WHAT IS COLLABORATIVE DIVORCE?

Issue 420, August 2016

Relationship breakdown is typically adversarial, even antagonistic, and can carry a substantial emotional and financial cost. Agnes Leung CPA CA CBV RCP, a Registered Collaborative Professional, has provided this summary of “Collaborative Divorce”, an innovative approach designed to reduce, or at least manage, the conflict, which has seen a growing interest in recent years.

In today’s day and age, it is not uncommon to see marriage breakdown. Financial pressures, parenting challenges, and addictions are just some of the causes that can deteriorate a strong family. In fact, when a couple breaks up, it is likened to a breakup earthquake, sending shockwaves through their family.
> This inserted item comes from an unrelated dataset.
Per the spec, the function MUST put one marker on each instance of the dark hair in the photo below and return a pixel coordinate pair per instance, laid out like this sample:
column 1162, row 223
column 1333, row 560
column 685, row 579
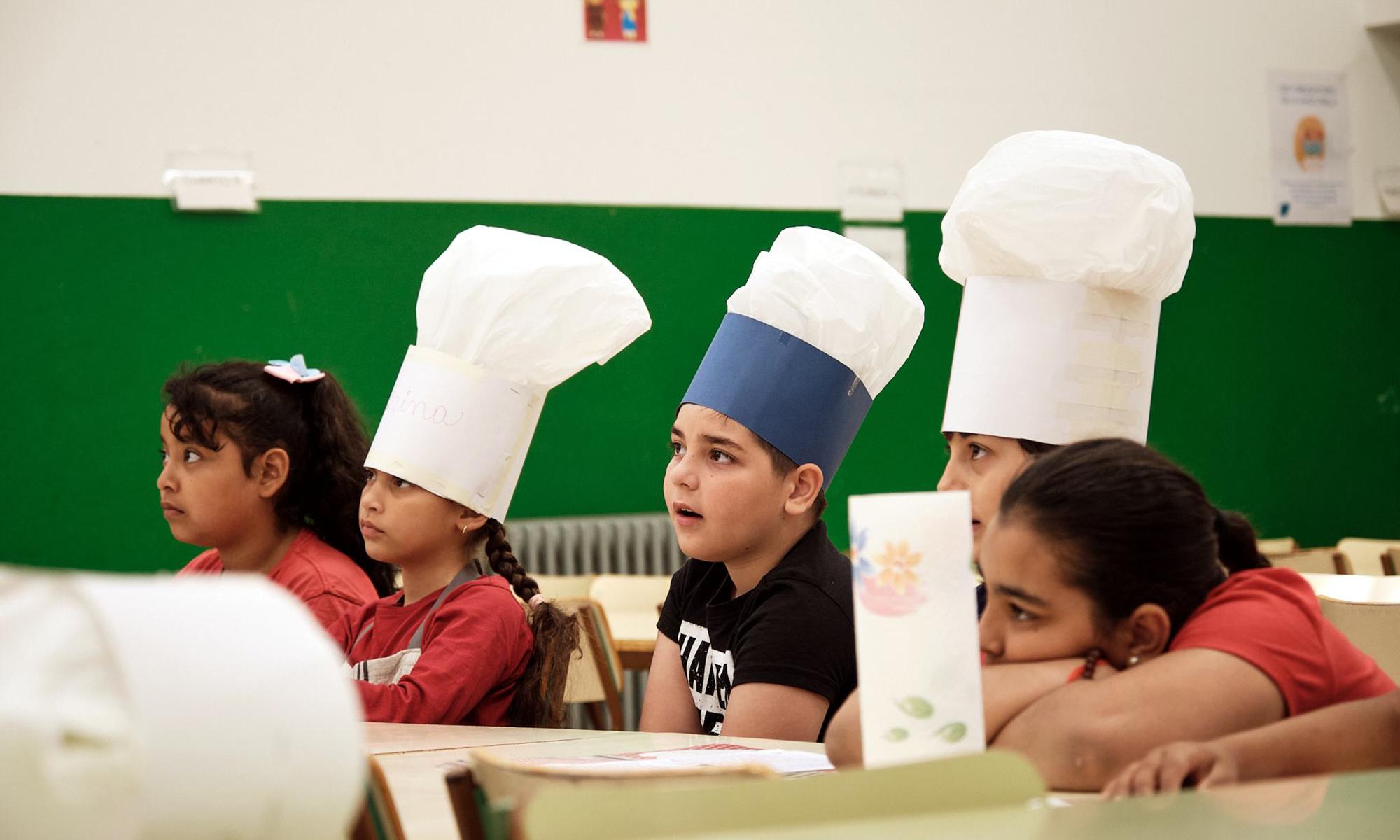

What if there is a less damaging way to deal with the breakup than the traditional divorce and separation methods? What if hearing your child’s voice in the separation is built into the settlement process right from the start? What if a network of specially trained lawyers, mental health professionals, and financial professionals are prepared to support you as you make so many important decisions?

a reduced-conflict collaborative divorce

Collaborative Divorce and mediation are alternatives to the traditional divorce and separation methods to help families control the process to reach a private settlement.

As a Registered Collaborative Professional serving as a neutral financial advisor, I assist families with privately held shares, or those with self-employment income, to help them determine the value of their business, the guideline income of the payer spouse according to the Federal Child Support Guidelines, and other financial and valuation matters. This is conducted in a collaborative framework, rather than the traditional adversarial approach.

When families choose to use the Collaborative Divorce process, each of them will retain their own collaborative family lawyer to help them understand their legal rights and help them work through the process of separation and divorce. The process begins with the review and signing of the Participation Agreement which lays down the terms of the process. While in each region of Canada Collaborative Professionals design their own Participation Agreement, the essence of the Agreement is similar in tone – to agree to work together as a team with mutual respect and most importantly if a contested Court proceeding is started by either party, the Collaborative Process ends.

Settlement Agreements are conducted in 4-way meetings with each party and their respective collaborative lawyers negotiating what is important to each party. Each party will get a chance to speak and to listen. Upon hearing what is important to each party, creative solutions are developed to ensure that they are acceptable to each party and are best for everyone affected.

In between meetings, there is minimal communication between the parties other than setting up the next meeting. However, each party is expected to use the time in between meetings to work with their divorce coach or child specialist, work on fact finding, and/or address needs and concerns raised at the meeting.

each party still has independent legal advice

The lawyer for each party is not neutral even though committed to the collaborative process; they have a duty to represent their respective clients. The divorce coach can be a neutral participant or work for one party only. As far as the financial professionals, such as a financial planner, tax advisor, or Chartered Business Valuator, they are retained as neutral advisors to assist both parties.

The advantages of using the Collaborative Divorce Process include privacy, open communication, control over the process to make final decisions, control over the timetable, and better buy-in when implementing the settlement plan. Through the process, each party is less stressed as they are not preparing for war – it shifts their perspective to working together to achieve mutually acceptable solutions. Each party becomes more aware of the needs and concerns of the other, and of their children, as well as gaining knowledge of the family’s financial situation such as income and expenses and the assets and liabilities of the family. Each party is more prepared to move forward.